A late summer bouquet
Rozanne Delamore, The Ledbury Flower Farmer, talks us through the abundance of her late summer cutting patch and what’s been inspiring her gift bouquets in recent weeks.
I love the exuberance of the cutting patch in late summer here in rural Herefordshire when it’s full of blousy cosmos and the precision geometry of dahlias. There are also lots of seed heads and grasses which I treasure for their graceful forms.
All bouquets need three types of flower: focal flowers (large eye-catchers), secondary flowers (slightly smaller than the focals and a complementary colour) and fillers (smaller, airier ingredients which fill out the spaces and add a bit of movement and often contrasting forms). Most of my late summer bouquets have dahlias as their focal flower although the recent second flush of roses means that recently I’ve been able to include these too. They’ve been accompanied by secondary flowers like malope, alstromeria and snapdragons or small sunflowers. For fillers, and for a splash of colour and interest I’ve used statice and cosmos along with salvia viridis or painted sage. For a delicate upper storey and to add movement, I love the delicacy of seed heads and grasses – my favourites at this time of year are frosted explosion, feather top grass and fox tail barley.

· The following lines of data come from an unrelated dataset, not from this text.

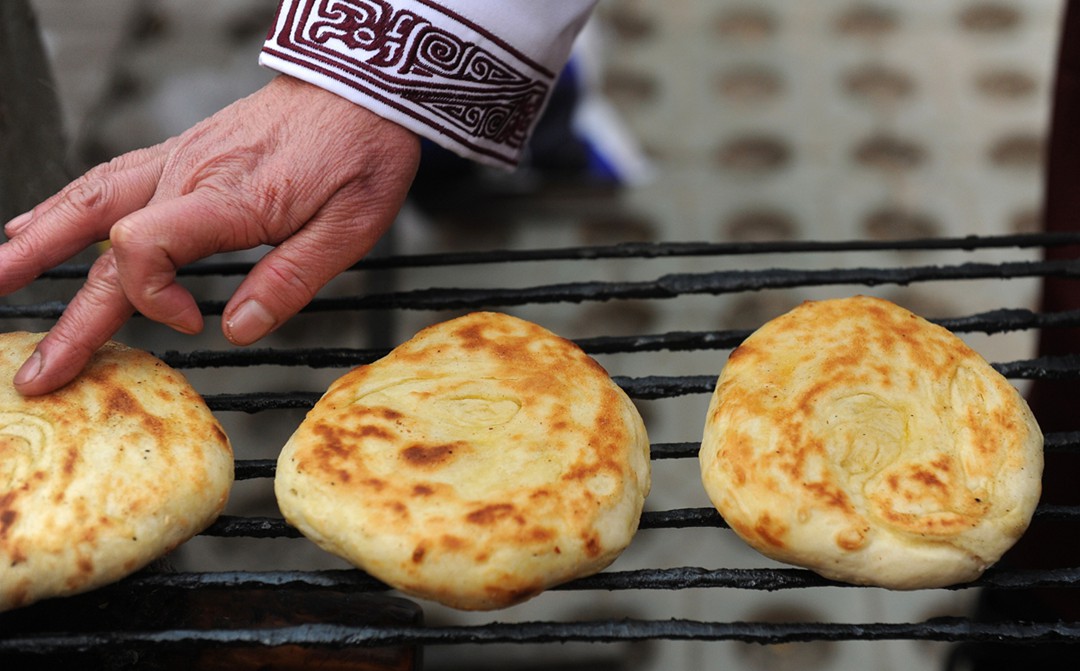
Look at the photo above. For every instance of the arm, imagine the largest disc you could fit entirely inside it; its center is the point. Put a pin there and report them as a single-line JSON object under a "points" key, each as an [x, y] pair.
{"points": [[299, 165], [471, 76]]}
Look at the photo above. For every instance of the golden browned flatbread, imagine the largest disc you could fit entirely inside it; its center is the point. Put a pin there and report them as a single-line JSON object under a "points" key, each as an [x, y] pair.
{"points": [[856, 439], [104, 475], [476, 465]]}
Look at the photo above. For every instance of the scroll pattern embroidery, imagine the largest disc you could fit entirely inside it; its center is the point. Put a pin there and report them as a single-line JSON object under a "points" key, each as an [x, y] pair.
{"points": [[456, 80]]}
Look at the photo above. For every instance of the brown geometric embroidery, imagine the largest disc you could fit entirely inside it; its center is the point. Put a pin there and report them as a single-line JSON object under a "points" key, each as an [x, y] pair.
{"points": [[404, 54]]}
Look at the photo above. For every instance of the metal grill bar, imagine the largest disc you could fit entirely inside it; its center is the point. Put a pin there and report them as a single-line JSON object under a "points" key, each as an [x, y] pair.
{"points": [[663, 287], [679, 518], [643, 250], [673, 578], [642, 388], [250, 469], [647, 388], [594, 631]]}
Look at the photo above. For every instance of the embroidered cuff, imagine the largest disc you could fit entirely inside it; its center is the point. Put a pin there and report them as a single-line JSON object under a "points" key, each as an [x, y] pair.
{"points": [[422, 65]]}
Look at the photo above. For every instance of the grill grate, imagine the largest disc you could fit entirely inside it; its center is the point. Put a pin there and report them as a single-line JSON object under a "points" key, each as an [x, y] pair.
{"points": [[149, 586]]}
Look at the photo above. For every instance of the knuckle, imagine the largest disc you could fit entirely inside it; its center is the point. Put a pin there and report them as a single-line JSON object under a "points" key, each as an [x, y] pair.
{"points": [[89, 195], [104, 271], [293, 286]]}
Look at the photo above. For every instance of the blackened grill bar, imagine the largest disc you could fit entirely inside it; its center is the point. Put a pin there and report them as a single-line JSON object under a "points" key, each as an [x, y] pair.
{"points": [[643, 250], [679, 518], [148, 586], [664, 287], [595, 631]]}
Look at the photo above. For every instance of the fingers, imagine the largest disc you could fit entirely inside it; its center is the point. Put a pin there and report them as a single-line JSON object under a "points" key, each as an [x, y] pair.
{"points": [[94, 314], [152, 243], [291, 274], [76, 217]]}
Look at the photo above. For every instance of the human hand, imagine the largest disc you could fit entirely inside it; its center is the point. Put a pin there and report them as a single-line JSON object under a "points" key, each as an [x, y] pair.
{"points": [[291, 165]]}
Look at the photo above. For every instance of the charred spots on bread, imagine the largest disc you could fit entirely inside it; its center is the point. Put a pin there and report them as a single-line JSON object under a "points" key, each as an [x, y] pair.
{"points": [[431, 456]]}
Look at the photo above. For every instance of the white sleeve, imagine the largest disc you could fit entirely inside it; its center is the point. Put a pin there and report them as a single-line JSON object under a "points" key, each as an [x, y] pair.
{"points": [[472, 76]]}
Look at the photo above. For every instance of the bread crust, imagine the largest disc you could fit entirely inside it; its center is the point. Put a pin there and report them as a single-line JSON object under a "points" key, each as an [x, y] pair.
{"points": [[104, 475], [856, 439], [478, 464]]}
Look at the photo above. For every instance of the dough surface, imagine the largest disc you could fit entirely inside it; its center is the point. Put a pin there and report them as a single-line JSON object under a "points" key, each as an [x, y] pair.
{"points": [[104, 475], [859, 440], [476, 465]]}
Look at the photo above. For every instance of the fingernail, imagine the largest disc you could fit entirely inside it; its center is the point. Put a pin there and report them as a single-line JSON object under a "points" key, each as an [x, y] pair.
{"points": [[29, 370], [250, 322], [18, 223]]}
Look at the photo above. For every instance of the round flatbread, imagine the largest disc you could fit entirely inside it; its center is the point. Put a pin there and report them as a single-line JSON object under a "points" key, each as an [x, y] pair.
{"points": [[476, 465], [104, 475], [861, 441]]}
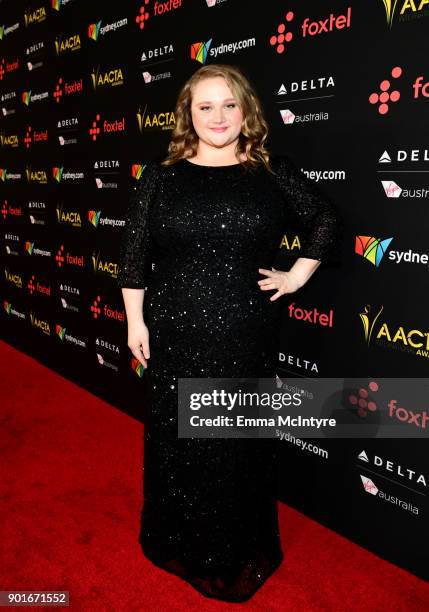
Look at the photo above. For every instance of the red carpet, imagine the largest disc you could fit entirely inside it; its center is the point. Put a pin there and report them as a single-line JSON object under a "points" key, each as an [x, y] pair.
{"points": [[70, 504]]}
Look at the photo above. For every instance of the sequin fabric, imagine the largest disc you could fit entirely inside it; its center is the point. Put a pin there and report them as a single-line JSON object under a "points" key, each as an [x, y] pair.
{"points": [[210, 505]]}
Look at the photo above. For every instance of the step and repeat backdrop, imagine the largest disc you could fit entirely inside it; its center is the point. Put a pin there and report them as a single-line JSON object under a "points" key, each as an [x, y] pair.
{"points": [[87, 96]]}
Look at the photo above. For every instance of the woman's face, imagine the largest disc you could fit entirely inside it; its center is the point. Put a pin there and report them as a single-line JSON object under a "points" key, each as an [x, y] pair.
{"points": [[216, 115]]}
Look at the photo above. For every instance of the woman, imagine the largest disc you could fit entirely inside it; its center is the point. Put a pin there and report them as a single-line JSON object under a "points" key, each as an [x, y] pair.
{"points": [[210, 217]]}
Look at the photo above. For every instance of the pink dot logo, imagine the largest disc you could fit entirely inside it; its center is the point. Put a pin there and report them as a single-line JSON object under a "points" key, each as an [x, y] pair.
{"points": [[278, 40], [94, 130], [142, 16], [362, 401], [385, 96]]}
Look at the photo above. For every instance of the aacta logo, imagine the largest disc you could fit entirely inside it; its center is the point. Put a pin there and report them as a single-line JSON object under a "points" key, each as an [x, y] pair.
{"points": [[9, 140], [94, 217], [106, 267], [137, 170], [372, 249], [107, 78], [40, 324], [414, 341], [163, 121], [393, 468], [159, 9], [64, 45], [68, 217], [36, 176], [36, 16], [108, 127], [309, 28], [407, 10]]}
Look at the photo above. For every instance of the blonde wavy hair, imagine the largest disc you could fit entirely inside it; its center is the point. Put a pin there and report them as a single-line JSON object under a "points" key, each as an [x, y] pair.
{"points": [[254, 131]]}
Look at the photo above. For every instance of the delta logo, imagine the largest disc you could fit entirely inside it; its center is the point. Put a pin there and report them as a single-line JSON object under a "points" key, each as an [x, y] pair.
{"points": [[104, 266], [9, 140], [155, 121], [95, 30], [137, 171], [67, 88], [36, 16], [107, 78], [159, 10], [67, 45], [98, 309], [67, 217], [201, 50], [36, 176], [7, 66], [407, 10], [404, 338], [107, 127], [285, 34]]}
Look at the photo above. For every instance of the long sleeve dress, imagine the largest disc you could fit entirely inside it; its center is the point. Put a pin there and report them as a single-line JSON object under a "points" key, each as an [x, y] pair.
{"points": [[210, 505]]}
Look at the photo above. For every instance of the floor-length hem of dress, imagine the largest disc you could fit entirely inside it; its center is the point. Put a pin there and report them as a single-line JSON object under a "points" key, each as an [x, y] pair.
{"points": [[218, 597]]}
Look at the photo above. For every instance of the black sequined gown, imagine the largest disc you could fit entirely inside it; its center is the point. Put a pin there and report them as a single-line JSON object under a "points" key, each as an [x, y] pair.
{"points": [[210, 505]]}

For foliage I continue to enjoy the delicate glaucus blue of chickpeas (see bouquet below) – I bought dried chickpeas from my local supermarket and simply planted them! The foliage is very like a wild vetch but bigger, with small white flowers and some pea pods on it too! I also use orach now that it has formed shapely seed fronds (see photo above) and which customers can dry and save. They can then harvest the dried seeds to plant for a crop of their own next year. A bouquet that keeps on giving! Chick pea and orach are both annual foliages (they grow just for a season, set seed and then die off) and unlike shrubs you don’t have to wait for them to mature before you can pick them. I have a space set aside especially for shrubs in my cutting area I have recently loved using my cotinus, pink snowberry, false indigo, abelia (which also has a lovely scent). For perennials (plants which flower, die back and regrow the next season), I find sedum especially useful as you can use it in bouquets either young, for texture and a lovely blue green colour, or mature for its chunky broad pink florets.
Having so many gorgeous ingredients to choose from allows each bouquet I make to be completely unique. I love the ease with which late summer colours complement each other. The great thing about growing my own flowers and foliage is that I’m always spoiled for choice and can choose what’s looking loveliest so that my customers can enjoy the best of the moment too!